High availability with ExaBGP

Vincent Bernat

When it comes to provide redundant services, several options are available:

  • The service can be hosted behind a set of load-balancers. They will detect any faulty node. However, you need to ensure that this new layer is also fault-tolerant.
  • The nodes providing the service can rely on IP failover to share a set of IP using protocols like VRRP1 or CARP. The IP address of a faulty node will be assigned to another node. This requires all nodes to be part of the same IP subnet.
  • The clients of the service can ask a third-party for available nodes. Usually, this is achieved through round-robin DNS where only working nodes are advertised in a DNS record. The failover can be quite long because of caches.

A common setup is a combination of these solutions: web servers are behind a couple of load-balancers achieving both redundancy and load-balancing. The load-balancers use VRRP to ensure redundancy. The whole setup is replicated to another datacenter and round-robin DNS is used to ensure both redundancy and load-balacing of the datacenters.

There is a fourth option which is similar to VRRP but relies on dynamic routing and therefore is not limited to nodes in the same subnet:

  • The nodes advertise their availability with BGP to announce the set of service IP addresses they are able to serve. Each address is weighted such that IP addresses are balanced among the available nodes.

We will explore how to implement this fourth option using ExaBGP, the BGP swiss army knife of networking, in a small lab based on KVM. You can grab the complete lab from GitHub. ExaBGP 3.2.5 is needed to run this lab.

Update (2019-05)

Also have a look at “Multi-tier load-balancing with Linux.” It describes the build of a highly available load-balancing layer of which ExaBGP is one of the components.

Environment#

We will be working in the following (IPv6-only) environment:

Lab with three web nodes
Basic routed network with three web nodes

BGP configuration#

BGP is enabled on ER2 and ER3 to exchange routes with peers and transits (only R1 for this lab). BIRD is used as a BGP daemon. Its configuration is pretty basic.
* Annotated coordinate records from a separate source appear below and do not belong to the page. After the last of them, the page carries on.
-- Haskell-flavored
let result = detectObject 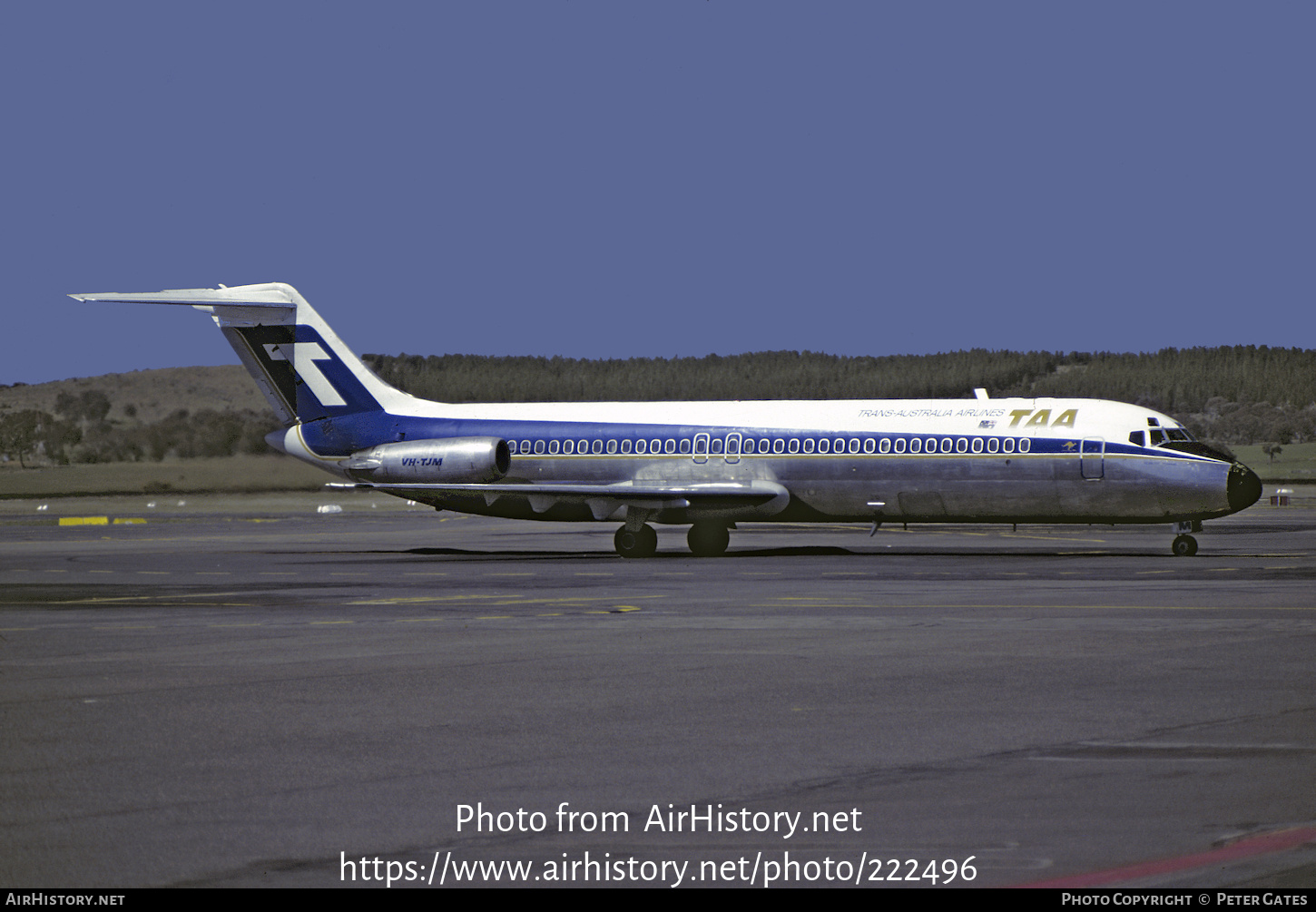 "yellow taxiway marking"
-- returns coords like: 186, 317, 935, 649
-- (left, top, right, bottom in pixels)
345, 594, 662, 605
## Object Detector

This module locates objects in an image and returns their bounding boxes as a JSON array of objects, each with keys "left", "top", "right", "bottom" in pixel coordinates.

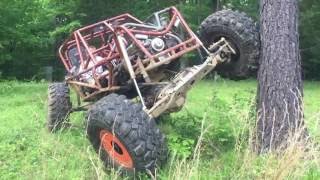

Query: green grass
[{"left": 0, "top": 80, "right": 320, "bottom": 179}]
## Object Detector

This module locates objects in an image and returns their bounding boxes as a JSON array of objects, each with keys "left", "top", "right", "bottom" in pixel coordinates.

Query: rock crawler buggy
[{"left": 47, "top": 7, "right": 259, "bottom": 172}]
Here is a fragment:

router id 1.1.1.2;

protocol static NETS { # ❶
  import all;
  export none;
  route 2001:db8::/40 reject;
}
protocol bgp R1 { # ❷
  import all;
  export where proto = "NETS";
  local as 64496;
  neighbor 2001:db8:1000::1 as 64511;
}
protocol bgp ER3 { # ❸
  import all;
  export all;
  next hop self;
  local as 64496;
  neighbor 2001:db8:1::3 as 64496;
}

First, in ❶, we declare the routes that we want to export to our peers. We don’t try to summarize them from the IGP. We just unconditonnaly export the networks that we own. Then, in ❷, R1 is defined as a neighbor and we export the static route we declared previously. We import any route that R1 is willing to send us. In ❸, we share everything we know with our pal, ER3, using internal BGP.

OSPF configuration#

OSPF will distribute routes inside the AS. It is enabled on ER2, ER3, DR6, DR7 and DR8. For example, here is the relevant part of the configuration of DR6:

router id 1.1.1.6;
protocol kernel {
   persist;
   import none;
   export all;
}
protocol ospf INTERNAL {
  import all;
  export none;
  area 0.0.0.0 {
    networks {
      2001:db8:1::/64;
      2001:db8:6::/64;
    };
    interface "eth0";
    interface "eth1" { stub yes; };
  };
}

ER2 and ER3 inject a default route into OSPF:

protocol static DEFAULT {
  import all;
  export none;
  route ::/0 via 2001:db8:1000::1;
}
filter default_route {
  if proto = "DEFAULT" then accept;
  reject;
}
protocol ospf INTERNAL {
  import all;
  export filter default_route;
  area 0.0.0.0 {
    networks {
      2001:db8:1::/64;
    };
    interface "eth1";
  };
}

Web nodes#

The web nodes are pretty basic. They have a default static route to the nearest router and that’s all. The interesting thing here is that they are each on a separate IP subnet: we cannot share an IP using VRRP.2

Why are these web servers on different subnets? Maybe they are not in the same datacenter or maybe your network architecture is using a routed access layer.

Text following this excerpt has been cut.